Qualche perplessità è invece comprensibile sui criteri usati dalla Commissione sui diritti umani per dare l’autorizzazione a procedere in alcuni recenti casi, che non hanno di certo aiutato la difesa della legge in questione.
Per Turnbull comunque il tempo comincia stringere. Ha dalla sua parte una posizione di vantaggio sull’opposizione sui temi sempre caldi e attuali dell’economia e della sicurezza, anche se in quest’ultimo caso non era necessario ricorrere (e sottolinearlo almeno tre o quattro volte durante la stessa conferenza stampa) della ‘licenza di uccidere’ i terroristi dell’Isis data ai soldati australiani impegnati in Iraq e Siria.

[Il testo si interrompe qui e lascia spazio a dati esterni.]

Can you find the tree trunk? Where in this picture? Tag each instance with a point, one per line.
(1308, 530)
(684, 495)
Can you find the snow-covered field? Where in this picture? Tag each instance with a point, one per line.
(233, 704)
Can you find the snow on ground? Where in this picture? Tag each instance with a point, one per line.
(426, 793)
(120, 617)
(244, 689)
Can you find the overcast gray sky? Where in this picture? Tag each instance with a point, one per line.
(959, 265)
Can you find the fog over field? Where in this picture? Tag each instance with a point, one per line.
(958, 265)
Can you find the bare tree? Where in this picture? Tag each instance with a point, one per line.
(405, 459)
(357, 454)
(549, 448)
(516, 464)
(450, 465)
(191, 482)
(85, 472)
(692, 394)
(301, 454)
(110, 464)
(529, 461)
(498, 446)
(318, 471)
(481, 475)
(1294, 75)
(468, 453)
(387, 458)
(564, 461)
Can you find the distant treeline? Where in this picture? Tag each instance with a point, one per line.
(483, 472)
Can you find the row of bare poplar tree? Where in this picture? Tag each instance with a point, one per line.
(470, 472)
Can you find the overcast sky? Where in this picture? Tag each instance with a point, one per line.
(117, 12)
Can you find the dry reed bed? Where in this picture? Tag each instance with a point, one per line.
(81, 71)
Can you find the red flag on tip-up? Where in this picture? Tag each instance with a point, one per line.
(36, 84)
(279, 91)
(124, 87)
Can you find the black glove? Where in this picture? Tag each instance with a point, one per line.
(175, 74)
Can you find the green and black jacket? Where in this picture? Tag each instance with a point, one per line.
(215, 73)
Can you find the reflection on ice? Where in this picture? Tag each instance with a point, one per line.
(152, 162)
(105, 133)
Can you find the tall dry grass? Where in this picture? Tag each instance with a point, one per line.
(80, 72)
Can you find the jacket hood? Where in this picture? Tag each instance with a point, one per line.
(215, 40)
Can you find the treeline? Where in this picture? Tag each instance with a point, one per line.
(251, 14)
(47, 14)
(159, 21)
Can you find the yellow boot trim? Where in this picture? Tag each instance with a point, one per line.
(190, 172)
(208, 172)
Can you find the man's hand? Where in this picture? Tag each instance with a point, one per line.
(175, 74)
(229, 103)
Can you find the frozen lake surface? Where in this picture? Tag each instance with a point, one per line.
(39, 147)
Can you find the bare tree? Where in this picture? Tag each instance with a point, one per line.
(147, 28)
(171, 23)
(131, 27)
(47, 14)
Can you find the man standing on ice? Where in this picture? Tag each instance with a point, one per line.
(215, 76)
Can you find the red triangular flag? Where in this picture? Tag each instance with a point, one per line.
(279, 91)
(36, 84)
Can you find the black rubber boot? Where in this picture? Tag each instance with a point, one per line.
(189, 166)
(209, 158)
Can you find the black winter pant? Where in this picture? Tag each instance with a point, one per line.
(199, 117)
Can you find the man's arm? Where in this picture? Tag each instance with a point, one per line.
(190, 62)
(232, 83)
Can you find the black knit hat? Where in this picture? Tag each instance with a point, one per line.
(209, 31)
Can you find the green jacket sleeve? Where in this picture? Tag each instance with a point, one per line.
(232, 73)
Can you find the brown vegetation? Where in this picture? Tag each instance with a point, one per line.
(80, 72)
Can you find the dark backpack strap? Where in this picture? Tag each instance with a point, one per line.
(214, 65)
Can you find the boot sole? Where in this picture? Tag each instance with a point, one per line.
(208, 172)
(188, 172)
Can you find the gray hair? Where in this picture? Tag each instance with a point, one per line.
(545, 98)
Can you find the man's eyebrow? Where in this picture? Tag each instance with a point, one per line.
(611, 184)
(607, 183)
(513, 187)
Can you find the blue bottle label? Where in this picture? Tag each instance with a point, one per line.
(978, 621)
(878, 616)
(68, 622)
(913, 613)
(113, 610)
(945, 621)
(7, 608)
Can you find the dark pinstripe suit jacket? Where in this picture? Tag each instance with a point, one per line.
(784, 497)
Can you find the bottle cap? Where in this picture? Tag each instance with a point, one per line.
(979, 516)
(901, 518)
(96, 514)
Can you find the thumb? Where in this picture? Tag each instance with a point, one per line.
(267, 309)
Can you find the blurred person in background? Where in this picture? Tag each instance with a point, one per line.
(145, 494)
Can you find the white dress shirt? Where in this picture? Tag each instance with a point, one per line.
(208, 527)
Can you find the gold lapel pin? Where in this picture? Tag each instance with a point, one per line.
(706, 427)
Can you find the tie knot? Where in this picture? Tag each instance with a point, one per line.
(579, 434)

Sul fronte dell’Immigrazione la situazione rimane fluida e un po’ di onestà non farebbe male a nessuno. Il tema è stato rilanciato su scala globale da Trump, anche se Pauline Hanson lo aveva anticipato nel suo discorso inaugurale nel Senato, e Bill Shorten ha subito capito che c’erano voti in gioco così ha immeditamente proposto una versione ‘casalinga’ del pensiero del presidente Usa, insistendo sul “comprare prodotti australiani, produrre in Australia, offrire lavoro agli australiani” oltre che chiedere interventi sui visti 457 (lavoratori temporanei) ben sapendo che la stretta è in atto già da qualche tempo.
Comunque la soluzione più immediata ai problemi del Paese l’ha data ieri, in un’intervista televisiva, la senatrice Hanson dicendo che in Australia ci vorrebbe “un leader come [il presidente russo] Putin, capace di farsi contare e di lottare per il suo Paese”. Come sempre, massima semplificazione perché la realtà è troppo complessa: attenzione però ai possibilissimi casi di contagio.